A Very Occasional Reader asks if I’m interested in issues around Hezbollah. To which, of course, the answer is “Yes”. I can point to posts I’ve done with various commentators on the Northern Threat to Israel, and the recent attacks and counter attacks. (eg here and here, and here)
This article below by Ron Ben Ishai, sent along by the VOR, is kind of interesting, talking about the preemptive Israeli strike, which gives good props to the IDF and Mossad. With Ben Ishai seeming to side with Yonah Jeremy Bob, who I posted recently saying that Iran and Lebanon and Hezbollah were not keen to start a war with Israel this year at least. For various reasons that are set out in that post.
I think the following are the most problematic parts of Ben Ishai’s analysis. That the US is somehow a good actor in all this. That somehow it’s possible to “end the war” in Gaza by "reaching a deal" with Hamas to release the hostages. What planet are they living on, these commenters? That’s all the US and Israel have been trying to do, that’s all that’s been offered to Hamas since Day 1, and all that Hamas has done is to deny, reject, refuse and to demand ever more concessions, that would effectively make them the victors in this war. Thus demanding that this be the only war in history that the vanquished have sued for peace by making demands on the victors.
This is the ongoing delusion in the American and the Israeli Left. That somehow there are some good actors amongst the “Palestinians”, the Hamas, the PA, the Fatah. There are not. Which the latter have made abundantly and repeatedly clear.

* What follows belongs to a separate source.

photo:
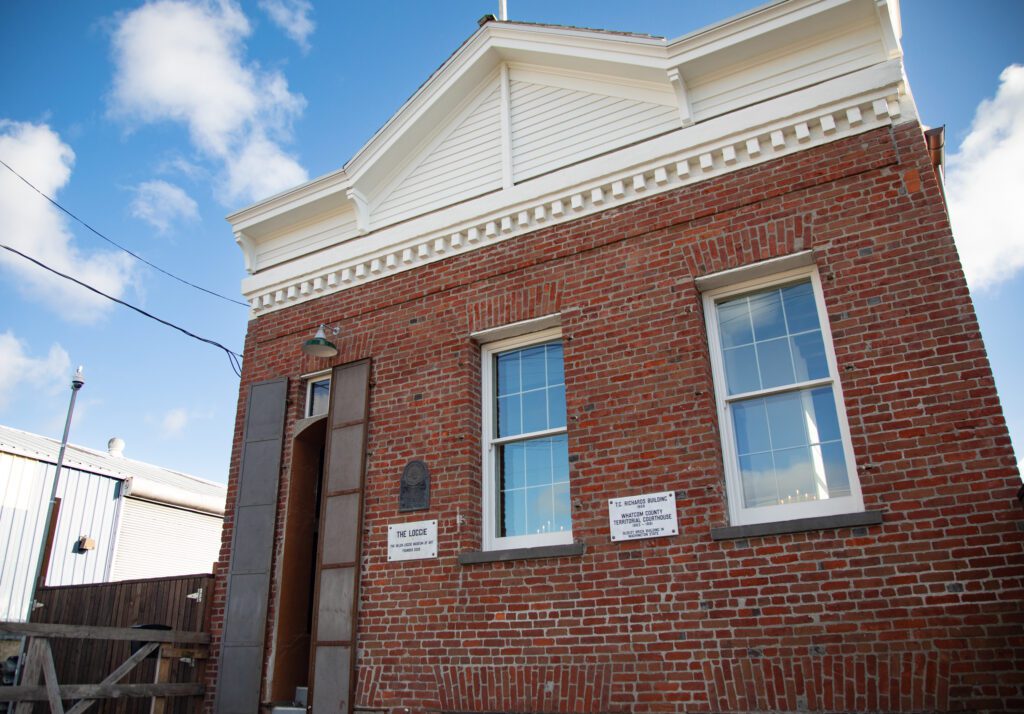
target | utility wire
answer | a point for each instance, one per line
(232, 358)
(118, 245)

About time that we in the west understood this. And that leftist Israelis, who live in Israel, who think they know more about how peace ought be achieved, understand this.
/Snip:
At the end of the day, Prime Minister Binyamin Netanyahu, in consultation with Defense Minister Yoav Gallant and Chief of Staff Herzi Halevi and his General Staff officers, chose the most solid alternative proposed by the IAF - A “preemptive strike to remove the threat” that would disrupt Hezbollah’s preparations for a revenge strike, followed immediately by a defensive campaign to thwart Hezbollah’s intentions of creating a security situation with its remaining rocket launchers and UAVs in South Lebanon.Several weighty considerations came into play before deciding on this restrained course of action. The most important was the demand by US and its allies that Israel not act in such a way that would tailspin into a regional war. Now, in the throngs of US elections and the war in Gaza, the Democratic administration’s striving to avoid a regional war has intensified to obsessive levels.It’s not hard to understand why: If the US comes good on its commitment of taking part in defending Israel from Iran and its proxies, American soldiers will likely be coming back in coffins, and the price of gas and cooking fuel would increase - every American presidential candidate’s nightmare.So, Washington made a proposal that was hard to refuse: Israel was required to avoid actions that the Americans believe could embroil both them and us in a regional war: Cooperate in efforts to reach a deal to release the hostages that would end the war in Gaza and; allow unlimited humanitarian aid into the Gaza Strip.